La vie professionnelle peut être difficile mais aussi enrichissante de manière intangible. En sortant de mon étang pour entrer dans un autre, j’ai réalisé que le travail consistait également à gérer les attentes et les tempéraments – et à être récompensé à la fin du mois pour cela. Naviguer dans un environnement concurrentiel renforce votre confiance d’une manière que l’écoute de voix familières tous les matins ne le fait pas. Sur le plan social, cependant, vous faites toujours l’équilibre. Lorsque mon mari rendait visite à ses amis et que la conversation du dîner portait sur leurs expériences partagées au bureau, je voyais souvent les femmes au foyer investies dans toutes les conversations sur les fontaines à eau qui auraient lieu dans les bureaux de leur mari. Il faudrait que je fausse l’intérêt, parce que j’avais mes propres conversations sur les fontaines à eau dont je voulais parler, mais personne n’écouterait.

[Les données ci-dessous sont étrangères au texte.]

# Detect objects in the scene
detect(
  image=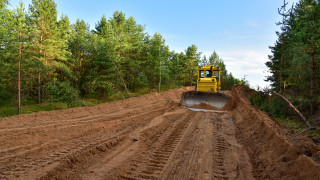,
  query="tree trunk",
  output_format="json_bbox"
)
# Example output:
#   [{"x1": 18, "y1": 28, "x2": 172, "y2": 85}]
[
  {"x1": 310, "y1": 14, "x2": 316, "y2": 114},
  {"x1": 38, "y1": 71, "x2": 41, "y2": 104},
  {"x1": 38, "y1": 28, "x2": 43, "y2": 104},
  {"x1": 272, "y1": 92, "x2": 311, "y2": 128},
  {"x1": 279, "y1": 33, "x2": 285, "y2": 92},
  {"x1": 310, "y1": 42, "x2": 316, "y2": 114},
  {"x1": 159, "y1": 60, "x2": 161, "y2": 92},
  {"x1": 18, "y1": 32, "x2": 21, "y2": 115}
]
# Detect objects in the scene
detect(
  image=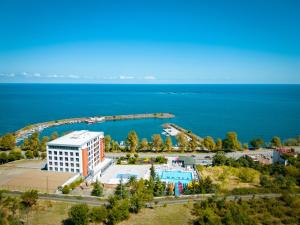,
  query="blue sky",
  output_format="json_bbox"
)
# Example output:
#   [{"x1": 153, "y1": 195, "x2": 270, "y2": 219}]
[{"x1": 0, "y1": 0, "x2": 300, "y2": 84}]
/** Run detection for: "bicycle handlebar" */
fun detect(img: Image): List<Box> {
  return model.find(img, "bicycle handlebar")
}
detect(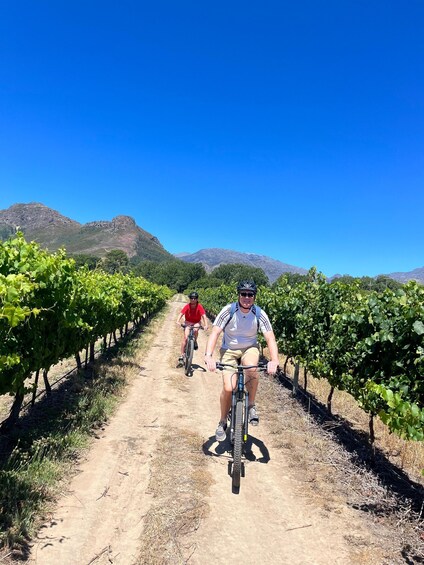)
[216,361,268,371]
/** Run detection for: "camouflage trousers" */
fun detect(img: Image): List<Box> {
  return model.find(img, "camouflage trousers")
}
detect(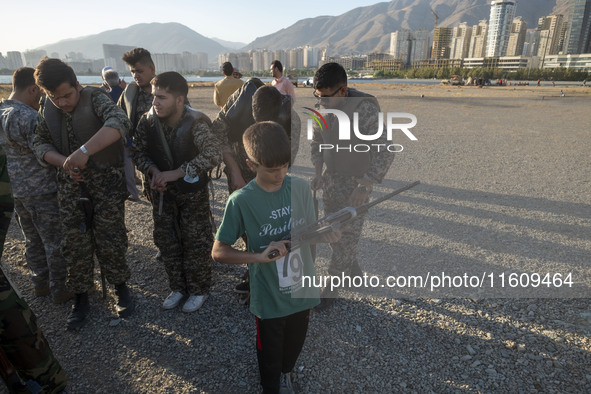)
[152,186,213,295]
[0,270,67,393]
[322,172,364,275]
[57,167,130,294]
[0,147,14,257]
[14,193,66,293]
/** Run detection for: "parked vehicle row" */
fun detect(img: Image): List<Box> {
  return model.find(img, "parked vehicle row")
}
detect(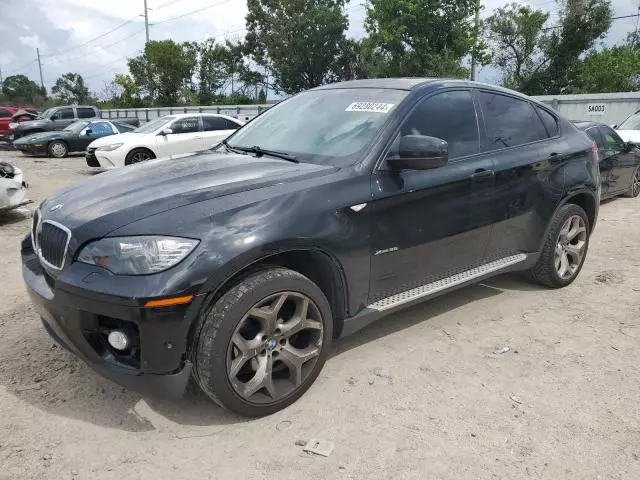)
[21,79,613,416]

Chaque fois que je me suis retrouvé perdu, le travail est venu à mon secours. Cela m’a rappelé que je peux être beaucoup de choses en plus d’être une épouse, une mère, une fille et une sœur. Cela m’a appris à m’élever au-dessus et à être d’abord une personne, une personne qui réussit autant de fois qu’elle échoue – mais à ses propres conditions. Je ne suis peut-être pas encore mère, mais à chaque fois que j’écris, je ressens la joie de donner naissance – à une toute petite idée. Cela n’a peut-être pas de valeur dans un monde où la maternité et les relations conjugales sont considérées comme des rites de passage pour les femmes. Mais c’est dans ces joies qu’une femme comme moi se découvre vraiment – et se redécouvre – elle-même.